Vincent Kolbe – Os racistas odeiam-nos, e sabem porquê?, porque somos sexis…

Cape Town 12 de November 12.00

À noite fomos vê-lo tocar piano no Kennedy’s Restaurant. A seguir passámos ainda por um bar com música ao vivo, em Water Front, para ouvir um grupo muito jovem, que integra vários elementos moçambicanos. Curiosamente, alguns dos nomes mais importantes do panorama musical sul-africano são moçambicanos – estou a pensar no guitarrista Jimmy Dludlu, uma espécie de Jimmy Hendrix ou no malogrado Gito Baloy, assassinado em 2004 numa rua de Joanesburgo. Há outros.

Kiluange – Eu acredito na força revolucionária da mestiçagem!
Eu – O que queres dizer?
Kiluange – O apartheid destruiu o District Six não apenas por desrespeitar as leis do regime. Destruiu-o sobretudo porque funcionava. Porque era um lugar alegre e produzia cultura. O apartheid nunca produziu cultura. O nazismo não produziu cultura. A mestiçagem é a diversidade por oposição à unanimidade. A multiplicidade por oposição à monotonia. Finalmente, a mestiçagem tem a ver com sexo e não há energia mais poderosa do que a energia sexual.
Pouca Sorte – Nisso estou de acordo. Mano: deviam fazer centrais de energia sexual. Nunca mais faltava a luz em Luanda!

Karoo 19 de Novembro

Ontem gravámos um depoimento com a quarta mulher do meu pai, Sereta Botha, coreógrafa. Falou dos artifícios a que tiveram de recorrer para burlar o regime do apartheid, e da fuga de Faustino para Moçambique. Mostrou-nos um filme amador que mostra Faustino a tocar piano num dos bares mais famosos do District Six. Pareceu-me uma mulher muito corajosa. Disse-me: “Apaixonei-me por ele porque era proibido. Continuei a amá-lo, mesmo depois de o perder, porque era uma forma de não me perder a mim”.

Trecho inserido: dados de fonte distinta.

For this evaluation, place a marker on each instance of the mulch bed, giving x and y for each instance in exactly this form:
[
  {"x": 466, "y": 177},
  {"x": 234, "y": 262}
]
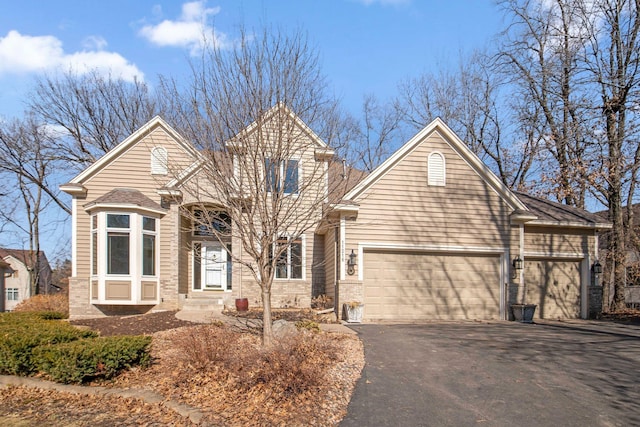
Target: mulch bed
[
  {"x": 142, "y": 324},
  {"x": 628, "y": 317}
]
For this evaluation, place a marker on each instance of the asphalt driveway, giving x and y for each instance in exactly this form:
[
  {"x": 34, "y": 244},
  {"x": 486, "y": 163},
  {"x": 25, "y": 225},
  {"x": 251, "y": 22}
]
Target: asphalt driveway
[{"x": 576, "y": 373}]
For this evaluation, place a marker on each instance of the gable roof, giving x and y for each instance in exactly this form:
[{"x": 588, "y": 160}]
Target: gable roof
[
  {"x": 126, "y": 197},
  {"x": 280, "y": 107},
  {"x": 23, "y": 255},
  {"x": 553, "y": 213},
  {"x": 457, "y": 145},
  {"x": 130, "y": 141}
]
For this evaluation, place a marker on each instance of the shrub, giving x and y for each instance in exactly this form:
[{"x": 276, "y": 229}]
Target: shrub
[
  {"x": 84, "y": 360},
  {"x": 309, "y": 325},
  {"x": 50, "y": 303},
  {"x": 288, "y": 368},
  {"x": 203, "y": 345},
  {"x": 21, "y": 333}
]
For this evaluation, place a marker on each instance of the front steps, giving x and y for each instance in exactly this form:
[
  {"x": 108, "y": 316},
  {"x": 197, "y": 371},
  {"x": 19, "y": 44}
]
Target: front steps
[{"x": 205, "y": 301}]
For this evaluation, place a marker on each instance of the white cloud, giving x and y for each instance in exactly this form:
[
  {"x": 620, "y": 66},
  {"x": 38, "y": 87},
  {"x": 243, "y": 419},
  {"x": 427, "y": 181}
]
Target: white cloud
[
  {"x": 94, "y": 43},
  {"x": 25, "y": 54},
  {"x": 384, "y": 2},
  {"x": 188, "y": 31}
]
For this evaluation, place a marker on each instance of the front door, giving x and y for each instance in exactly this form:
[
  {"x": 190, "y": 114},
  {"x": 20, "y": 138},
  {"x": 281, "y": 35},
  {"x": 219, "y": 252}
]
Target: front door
[{"x": 213, "y": 267}]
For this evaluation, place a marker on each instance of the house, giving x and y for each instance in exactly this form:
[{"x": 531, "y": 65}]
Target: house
[
  {"x": 430, "y": 234},
  {"x": 28, "y": 274}
]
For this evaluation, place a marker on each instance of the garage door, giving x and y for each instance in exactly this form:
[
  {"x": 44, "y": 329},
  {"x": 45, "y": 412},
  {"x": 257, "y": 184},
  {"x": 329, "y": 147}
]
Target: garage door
[
  {"x": 554, "y": 286},
  {"x": 418, "y": 286}
]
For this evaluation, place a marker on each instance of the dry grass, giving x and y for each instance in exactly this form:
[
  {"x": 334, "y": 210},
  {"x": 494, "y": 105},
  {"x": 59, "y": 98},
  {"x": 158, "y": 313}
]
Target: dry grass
[
  {"x": 53, "y": 302},
  {"x": 304, "y": 380}
]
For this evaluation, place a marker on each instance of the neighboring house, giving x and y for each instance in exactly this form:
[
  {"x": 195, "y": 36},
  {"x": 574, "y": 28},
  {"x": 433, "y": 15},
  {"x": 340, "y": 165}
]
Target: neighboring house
[
  {"x": 20, "y": 284},
  {"x": 430, "y": 234}
]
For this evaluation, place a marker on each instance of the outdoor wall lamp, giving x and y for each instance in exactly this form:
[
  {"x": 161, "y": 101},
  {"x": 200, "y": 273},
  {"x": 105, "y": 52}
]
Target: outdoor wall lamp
[
  {"x": 351, "y": 263},
  {"x": 517, "y": 263},
  {"x": 597, "y": 267}
]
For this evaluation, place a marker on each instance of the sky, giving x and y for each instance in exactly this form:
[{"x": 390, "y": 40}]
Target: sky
[{"x": 365, "y": 46}]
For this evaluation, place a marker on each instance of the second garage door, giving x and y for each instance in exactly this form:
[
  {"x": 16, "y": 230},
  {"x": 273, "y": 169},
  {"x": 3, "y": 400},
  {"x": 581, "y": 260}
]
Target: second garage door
[
  {"x": 554, "y": 286},
  {"x": 417, "y": 286}
]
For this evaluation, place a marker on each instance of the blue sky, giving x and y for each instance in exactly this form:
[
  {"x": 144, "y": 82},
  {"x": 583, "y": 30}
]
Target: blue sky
[{"x": 366, "y": 46}]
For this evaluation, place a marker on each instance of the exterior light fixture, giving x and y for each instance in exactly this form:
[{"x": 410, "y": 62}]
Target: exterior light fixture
[
  {"x": 517, "y": 263},
  {"x": 351, "y": 263},
  {"x": 597, "y": 267}
]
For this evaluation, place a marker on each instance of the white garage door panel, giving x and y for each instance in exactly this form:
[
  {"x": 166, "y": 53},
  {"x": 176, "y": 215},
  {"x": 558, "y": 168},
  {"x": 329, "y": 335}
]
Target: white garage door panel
[
  {"x": 418, "y": 286},
  {"x": 554, "y": 286}
]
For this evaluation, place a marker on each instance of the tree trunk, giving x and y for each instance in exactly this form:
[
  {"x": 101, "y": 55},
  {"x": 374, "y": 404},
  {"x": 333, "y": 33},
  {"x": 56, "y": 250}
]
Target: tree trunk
[{"x": 267, "y": 330}]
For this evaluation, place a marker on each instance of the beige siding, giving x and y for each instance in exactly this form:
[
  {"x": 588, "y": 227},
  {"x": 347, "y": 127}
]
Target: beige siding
[
  {"x": 401, "y": 207},
  {"x": 132, "y": 169},
  {"x": 545, "y": 240},
  {"x": 318, "y": 262},
  {"x": 83, "y": 239}
]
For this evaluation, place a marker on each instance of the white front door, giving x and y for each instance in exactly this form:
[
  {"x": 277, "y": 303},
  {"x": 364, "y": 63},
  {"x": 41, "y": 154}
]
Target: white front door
[{"x": 214, "y": 266}]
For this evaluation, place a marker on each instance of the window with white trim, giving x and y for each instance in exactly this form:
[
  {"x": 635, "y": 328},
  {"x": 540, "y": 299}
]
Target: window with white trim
[
  {"x": 282, "y": 176},
  {"x": 148, "y": 246},
  {"x": 12, "y": 294},
  {"x": 290, "y": 262},
  {"x": 436, "y": 170},
  {"x": 159, "y": 161},
  {"x": 120, "y": 241},
  {"x": 94, "y": 244},
  {"x": 118, "y": 244}
]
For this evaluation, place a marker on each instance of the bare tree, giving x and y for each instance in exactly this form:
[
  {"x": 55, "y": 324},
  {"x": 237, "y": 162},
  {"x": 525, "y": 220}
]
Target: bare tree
[
  {"x": 469, "y": 101},
  {"x": 27, "y": 162},
  {"x": 91, "y": 112},
  {"x": 612, "y": 58},
  {"x": 260, "y": 166},
  {"x": 378, "y": 133},
  {"x": 539, "y": 52}
]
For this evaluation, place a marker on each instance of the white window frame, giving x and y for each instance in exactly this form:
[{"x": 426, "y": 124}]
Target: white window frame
[
  {"x": 130, "y": 231},
  {"x": 159, "y": 161},
  {"x": 153, "y": 233},
  {"x": 303, "y": 257},
  {"x": 13, "y": 294},
  {"x": 136, "y": 233},
  {"x": 436, "y": 172},
  {"x": 283, "y": 176}
]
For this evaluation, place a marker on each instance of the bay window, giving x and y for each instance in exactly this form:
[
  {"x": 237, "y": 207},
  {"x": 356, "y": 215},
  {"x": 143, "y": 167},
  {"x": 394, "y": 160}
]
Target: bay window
[{"x": 124, "y": 258}]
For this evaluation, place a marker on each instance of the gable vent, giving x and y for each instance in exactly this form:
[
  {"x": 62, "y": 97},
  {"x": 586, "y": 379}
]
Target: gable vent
[
  {"x": 436, "y": 170},
  {"x": 159, "y": 158}
]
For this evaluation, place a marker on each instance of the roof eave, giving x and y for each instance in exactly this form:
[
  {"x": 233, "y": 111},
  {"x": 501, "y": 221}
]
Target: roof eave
[
  {"x": 124, "y": 206},
  {"x": 571, "y": 224},
  {"x": 74, "y": 189}
]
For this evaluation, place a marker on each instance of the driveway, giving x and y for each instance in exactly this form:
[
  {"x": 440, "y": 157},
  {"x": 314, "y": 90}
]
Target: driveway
[{"x": 574, "y": 373}]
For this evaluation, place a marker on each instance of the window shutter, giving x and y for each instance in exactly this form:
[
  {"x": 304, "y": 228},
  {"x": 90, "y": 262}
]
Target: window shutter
[{"x": 436, "y": 170}]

Kiluange – Já repararam que em todos os lugares onde há mulatos há carnaval? Rio de Janeiro, Luanda, Cape Town. O carnaval é uma festa de povos mestiços. Os mulatos são inclinados ao riso. Se a mestiçagem é a revolução, o riso é a arma da revolução mestiça. É através do riso, através da música e da festa, que nós vamos transformar o mundo.

Pouca Sorte (rindo) – Cala a boca, mulato!

Estrada Mapumalanga, South Africa 20 de Novembro

Daqui a pouco entramos em Moçambique. Vou conhecer a minha mãe – que nem sequer sabe que eu existo. Como se diz a uma mãe, “sou a tua filha”, quando ela pensa que essa filha morreu no parto?

E isto filma-se?

Porque é de um filme que se trata. O meu filme. Vou chamar-lhe: “As Mulheres do Meu Pai”.